Sebaliknya, jumlah pengungsi cukup untuk meningkatkan jumlah penduduk dalam jumlah yang signifikan. Siapa pun yang meremehkan pencapaian saya dapat mengatakan, dengan cukup meyakinkan, “Tentu saja dia bekerja keras, tetapi apakah dia menyelamatkan seseorang dalam jangka panjang?”
“Lagipula aku tidak terlalu berharap,” kataku pada Tillet. “Saya tidak pernah berharap semua orang mendukung saya untuk menang.”
Kurasa dia mencoba memperingatkanku bahwa ada banyak orang di dalam sarang penyihir yang menentangku, supaya aku tidak kecewa ketika sampai di sana. Saya menghargai dia yang meluangkan waktu untuk memikirkan seorang pemuda yang mungkin sedikit mabuk akan kejayaan setelah kemenangan pertamanya dalam pertempuran.

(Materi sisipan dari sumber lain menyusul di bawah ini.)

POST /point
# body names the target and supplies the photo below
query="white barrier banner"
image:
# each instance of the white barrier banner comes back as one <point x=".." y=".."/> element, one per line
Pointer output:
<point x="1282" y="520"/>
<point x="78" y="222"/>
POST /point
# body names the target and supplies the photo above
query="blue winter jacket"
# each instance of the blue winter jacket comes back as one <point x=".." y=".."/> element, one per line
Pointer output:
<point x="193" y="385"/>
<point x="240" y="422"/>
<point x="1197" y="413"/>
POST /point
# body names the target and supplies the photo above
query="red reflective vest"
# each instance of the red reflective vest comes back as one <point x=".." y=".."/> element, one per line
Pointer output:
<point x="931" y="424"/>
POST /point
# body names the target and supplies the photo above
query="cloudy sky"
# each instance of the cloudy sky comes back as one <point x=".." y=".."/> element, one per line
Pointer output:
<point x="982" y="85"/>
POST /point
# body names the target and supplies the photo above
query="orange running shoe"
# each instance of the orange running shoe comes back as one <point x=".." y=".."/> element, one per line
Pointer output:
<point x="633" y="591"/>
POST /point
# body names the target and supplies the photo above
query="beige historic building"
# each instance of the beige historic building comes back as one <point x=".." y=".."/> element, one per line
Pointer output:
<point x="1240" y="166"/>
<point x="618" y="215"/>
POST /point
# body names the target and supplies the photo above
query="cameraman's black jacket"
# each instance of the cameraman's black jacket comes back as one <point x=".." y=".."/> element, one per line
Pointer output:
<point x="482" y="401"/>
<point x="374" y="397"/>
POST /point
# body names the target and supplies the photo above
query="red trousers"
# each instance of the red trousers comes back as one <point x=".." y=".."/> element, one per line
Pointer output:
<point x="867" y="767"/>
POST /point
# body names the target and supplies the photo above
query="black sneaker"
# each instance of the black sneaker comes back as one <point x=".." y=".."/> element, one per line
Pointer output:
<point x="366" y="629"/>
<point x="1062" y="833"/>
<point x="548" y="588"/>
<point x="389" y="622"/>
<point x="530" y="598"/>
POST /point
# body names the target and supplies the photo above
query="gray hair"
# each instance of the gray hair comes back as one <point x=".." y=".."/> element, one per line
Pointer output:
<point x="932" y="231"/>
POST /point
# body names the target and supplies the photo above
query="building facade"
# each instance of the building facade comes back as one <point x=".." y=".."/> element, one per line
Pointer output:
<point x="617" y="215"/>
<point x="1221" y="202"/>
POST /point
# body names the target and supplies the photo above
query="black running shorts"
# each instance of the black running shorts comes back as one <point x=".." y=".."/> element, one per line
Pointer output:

“Oh…? Kalau begitu kamu akan baik-baik saja.”
“Apakah itu semuanya?” Saya bertanya.
“Ya. Anda tidak membutuhkan kami untuk menyediakan elang, bukan?”
“Kami sudah punya cukup.”
“Ngomong-ngomong, mungkin kamu tidak khawatir dengan musuh di ibukota kerajaan, tapi kamu tetap harus waspada terhadap penyadap di sekitarmu,” Tillet memperingatkan.
“Dia hanya menunggu kita selesai bicara.”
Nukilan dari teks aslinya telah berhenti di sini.